There are many fields of computer science that deal with solving problems of a geometric nature. These include computer graphics, computer vision and image processing, robotics, computer-aided design and manufacturing, computational fluid-dynamics, and geographic information systems, to name a few. One of the goals of computational geometry is to provide the basic geometric tools needed from which application areas can then build their programs. There has been significant progress made towards this goal, but it is still far from being fully realized.

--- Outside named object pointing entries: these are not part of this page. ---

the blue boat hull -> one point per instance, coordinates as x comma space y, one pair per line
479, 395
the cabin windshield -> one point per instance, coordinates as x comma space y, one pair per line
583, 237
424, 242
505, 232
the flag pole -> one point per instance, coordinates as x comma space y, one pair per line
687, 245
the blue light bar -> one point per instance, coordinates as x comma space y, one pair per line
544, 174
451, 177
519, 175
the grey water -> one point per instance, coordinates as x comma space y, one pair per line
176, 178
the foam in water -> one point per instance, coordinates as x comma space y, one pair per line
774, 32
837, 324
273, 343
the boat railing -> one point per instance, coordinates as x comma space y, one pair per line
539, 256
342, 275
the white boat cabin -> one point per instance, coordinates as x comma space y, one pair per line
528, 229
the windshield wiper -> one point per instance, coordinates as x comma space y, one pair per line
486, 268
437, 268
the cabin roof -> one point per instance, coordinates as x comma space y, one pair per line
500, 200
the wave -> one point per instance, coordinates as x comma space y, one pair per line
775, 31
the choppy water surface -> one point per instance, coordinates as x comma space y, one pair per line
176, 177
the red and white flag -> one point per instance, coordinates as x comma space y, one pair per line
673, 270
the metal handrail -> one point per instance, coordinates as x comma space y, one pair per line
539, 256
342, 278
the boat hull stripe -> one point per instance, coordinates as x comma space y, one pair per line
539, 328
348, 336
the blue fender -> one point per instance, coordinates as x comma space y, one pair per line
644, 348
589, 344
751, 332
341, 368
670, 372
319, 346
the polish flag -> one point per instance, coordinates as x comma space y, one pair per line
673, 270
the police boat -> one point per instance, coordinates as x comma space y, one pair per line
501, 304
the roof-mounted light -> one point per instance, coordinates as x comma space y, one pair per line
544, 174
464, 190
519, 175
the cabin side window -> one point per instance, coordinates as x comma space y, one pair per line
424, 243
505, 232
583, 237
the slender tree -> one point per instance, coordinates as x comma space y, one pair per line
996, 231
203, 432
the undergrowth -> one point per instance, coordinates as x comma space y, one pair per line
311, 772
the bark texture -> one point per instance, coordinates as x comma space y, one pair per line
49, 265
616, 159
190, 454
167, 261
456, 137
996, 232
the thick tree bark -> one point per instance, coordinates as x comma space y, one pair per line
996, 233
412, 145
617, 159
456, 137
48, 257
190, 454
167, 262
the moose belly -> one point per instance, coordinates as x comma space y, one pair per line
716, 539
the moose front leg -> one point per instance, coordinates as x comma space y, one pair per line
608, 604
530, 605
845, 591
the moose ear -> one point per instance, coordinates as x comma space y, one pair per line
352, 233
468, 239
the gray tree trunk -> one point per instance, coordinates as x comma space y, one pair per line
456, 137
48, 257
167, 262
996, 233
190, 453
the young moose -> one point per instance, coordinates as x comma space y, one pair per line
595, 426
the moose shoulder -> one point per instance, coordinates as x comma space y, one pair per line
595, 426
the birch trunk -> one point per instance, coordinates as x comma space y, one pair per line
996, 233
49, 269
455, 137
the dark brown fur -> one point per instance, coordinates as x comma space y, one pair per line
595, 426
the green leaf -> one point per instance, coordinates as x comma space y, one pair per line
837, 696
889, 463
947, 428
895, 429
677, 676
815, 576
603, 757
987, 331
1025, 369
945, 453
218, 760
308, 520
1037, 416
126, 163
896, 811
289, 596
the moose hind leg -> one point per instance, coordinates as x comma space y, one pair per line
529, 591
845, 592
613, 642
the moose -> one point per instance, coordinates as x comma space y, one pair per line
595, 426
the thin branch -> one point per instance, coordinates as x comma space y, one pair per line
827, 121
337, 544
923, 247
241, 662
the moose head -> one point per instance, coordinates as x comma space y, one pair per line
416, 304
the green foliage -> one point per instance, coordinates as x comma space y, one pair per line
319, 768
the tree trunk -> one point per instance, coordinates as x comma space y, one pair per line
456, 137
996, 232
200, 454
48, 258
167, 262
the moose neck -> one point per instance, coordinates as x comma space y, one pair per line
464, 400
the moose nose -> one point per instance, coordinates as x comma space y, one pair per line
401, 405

Limitations of Computational Geometry: There are some fairly natural reasons why computational geometry may never fully address the needs of all these applications areas, and these limitations should be understood before undertaking this course. One is the discrete naturea of computational geometry. In some sense any problem that is solved on digital computers must be expressed in a discrete form, but many applications areas deal with discrete approximations to continuous phenomenon. For example in image processing the image may be a discretization of a continuous 2-dimensional gray-scale function, and in robotics issues of vibration, oscillation in dynamic control systems are of a continuous nature. Nonetheless, there are many applications in which objects are of a very discrete nature. For example, in geographic information systems, road networks are discretized into collections of line segments.

The other limitation is the fact that computational geometry deals primarily with straight or flat objects. To a large extent, this is a result of the fact that computational geometers were not trained in geometry, but in discrete algorithm design. So they chose problems for which geometry and numerical computation plays a fairly small role. Much of solid modeling, fluid dynamics, and robotics, deals with objects that are modeled with curved surfaces. However, it is possible to approximate curved objects with piecewise planar polygons or polyhedra. This assumption has freed computational geometry to deal with the combinatorial elements of most of the problems, as opposed to dealing with numerical issues. This is one of the things that makes computational geometry fun to study, you do not have to learn a lot of analytic or differential geometry to do it. But, it does limit the applications of computational geometry.

One more limitation is that computational geometry has focused primarily on 2-dimensional problems, and 3-dimensional problems to a limited extent. The nice thing about 2-dimensional problems is that they are easy to visualize and easy to understand. But many of the daunting applications problems reside in 3-dimensional and higher dimensional spaces. Furthmore, issues related to topology are much cleaner in 2- and 3-dimensional spaces than in higher dimensional spaces.

Trends in CG in the 80's and 90's: In spite of these limitations, there is still a remarkable array

of interesting problems that computational geometry has succeeded in addressing. Throughout the 80's the field developed many techniques for the design of efficient geometric algorithms. These include well-known methods such as divide-and-conquer and dynamic programming, along with a number of newly discovered methods that seem to be particularly well suited to geometric algorithm. These include plane-sweep, randomized incremental constructions, duality-transformations, and fractional cascading.